Looks like CPU2 never finished its initialization: Booting processor 2/1 ip 6000 Initializing CPU#2 Stuck ?? Inquiring remote APIC #1... ... APIC #1 ID: failed ... APIC #1 VERSION: failed ... APIC #1 SPIV: failed migration/2 used greatest stack depth: 7224 bytes left
And then later it oopsed in the CPU init code, probably due to ftrace. After that things go wrong because the CPU init never finished but that processor is trying to allocate memory to handle the oops.
On Friday, 10 of October 2008, Dave Jones wrote: > On Wed, Oct 08, 2008 at 03:24:40PM +1100, Nick Piggin wrote: > > On Wednesday 08 October 2008 02:32, Dave Jones wrote: > > > On Wed, Oct 08, 2008 at 02:18:18AM +1100, Nick Piggin wrote: > > > > On Sunday 05 October 2008 04:32, Rafael J. Wysocki wrote: > > > > > This message has been generated automatically as a part of a report > > > > > of recent regressions. > > > > > > > > > > The following bug entry is on the current list of known regressions > > > > > from 2.6.26. Please verify if it still should be listed and let me > > > > > know (either way). > > > > > > > > > > > > > > > Bug-Entry : http://bugzilla.kernel.org/show_bug.cgi?id=11224 > > > > > Subject : Only three cores found on quad-core machine. > > > > > Submitter : Dave Jones <davej@redhat.com> > > > > > Date : 2008-08-01 18:15 (65 days old) > > > > > References : > http://marc.info/?l=linux-kernel&m=121761475224719&w=4 > > > > > > > > Dave, is your CPU2 getting stuck in calibrate_delay?
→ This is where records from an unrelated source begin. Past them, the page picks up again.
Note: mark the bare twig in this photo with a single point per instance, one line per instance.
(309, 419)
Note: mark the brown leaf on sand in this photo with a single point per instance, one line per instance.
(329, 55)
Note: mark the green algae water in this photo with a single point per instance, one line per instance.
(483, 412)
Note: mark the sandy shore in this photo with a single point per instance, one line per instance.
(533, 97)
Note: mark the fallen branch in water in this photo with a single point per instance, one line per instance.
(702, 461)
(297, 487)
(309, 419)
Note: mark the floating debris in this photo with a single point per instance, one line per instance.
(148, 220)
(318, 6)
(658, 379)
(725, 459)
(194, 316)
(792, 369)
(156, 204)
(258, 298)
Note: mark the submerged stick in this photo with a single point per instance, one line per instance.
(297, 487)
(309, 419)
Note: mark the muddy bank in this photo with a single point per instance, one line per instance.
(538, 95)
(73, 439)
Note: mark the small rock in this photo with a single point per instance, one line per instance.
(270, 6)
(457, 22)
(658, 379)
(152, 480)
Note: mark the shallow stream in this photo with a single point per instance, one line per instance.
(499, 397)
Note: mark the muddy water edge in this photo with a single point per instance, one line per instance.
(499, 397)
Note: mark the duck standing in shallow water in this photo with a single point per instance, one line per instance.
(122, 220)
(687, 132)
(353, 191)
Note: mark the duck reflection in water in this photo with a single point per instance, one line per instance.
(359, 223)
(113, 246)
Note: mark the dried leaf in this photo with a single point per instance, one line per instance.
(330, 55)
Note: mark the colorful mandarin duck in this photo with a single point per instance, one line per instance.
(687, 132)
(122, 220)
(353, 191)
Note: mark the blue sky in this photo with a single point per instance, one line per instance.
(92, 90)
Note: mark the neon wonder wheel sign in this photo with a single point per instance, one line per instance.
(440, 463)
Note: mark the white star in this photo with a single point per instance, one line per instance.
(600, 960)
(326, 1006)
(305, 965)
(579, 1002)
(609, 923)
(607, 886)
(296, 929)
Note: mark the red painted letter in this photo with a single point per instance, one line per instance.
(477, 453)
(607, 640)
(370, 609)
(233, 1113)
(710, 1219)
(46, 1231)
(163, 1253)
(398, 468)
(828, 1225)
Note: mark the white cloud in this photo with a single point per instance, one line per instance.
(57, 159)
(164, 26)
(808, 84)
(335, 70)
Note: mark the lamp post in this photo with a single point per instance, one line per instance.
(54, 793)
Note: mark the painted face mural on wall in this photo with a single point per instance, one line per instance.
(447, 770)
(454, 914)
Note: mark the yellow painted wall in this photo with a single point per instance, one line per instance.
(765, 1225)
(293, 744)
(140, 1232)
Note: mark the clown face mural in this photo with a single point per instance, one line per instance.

Can you still > > > > reproduce the bug? What if you boot the kernel with lpj=<something > sane > > > > like 2666785> in order to skip the calibrate_delay code? > > > > > > > > If that helps, can you try adding some printks to narrow down where > it > > > > is getting stuck? > > > > > > This is going to sound strange, but I've forgotten which box that was. > > > I'm due to reinstall all my test boxes now that the next Fedora beta > > > has come out anyway, so I'll hopefully figure out by the end of the week > :) > > > > That does sound strange ;) But I can't believe that! It would be really > > interesting if it was stuck in calibrate_delay, but maybe the backtrace > > is just messed up... > > > > If you do manage to reproduce it, I would be quite interested. Otherwise, > > I think we can say it's not a showstopper for 2.6.27. > > Ok, this can be closed out. 2.6.27 seems to work fine on all the > quad core machines I have in my cube.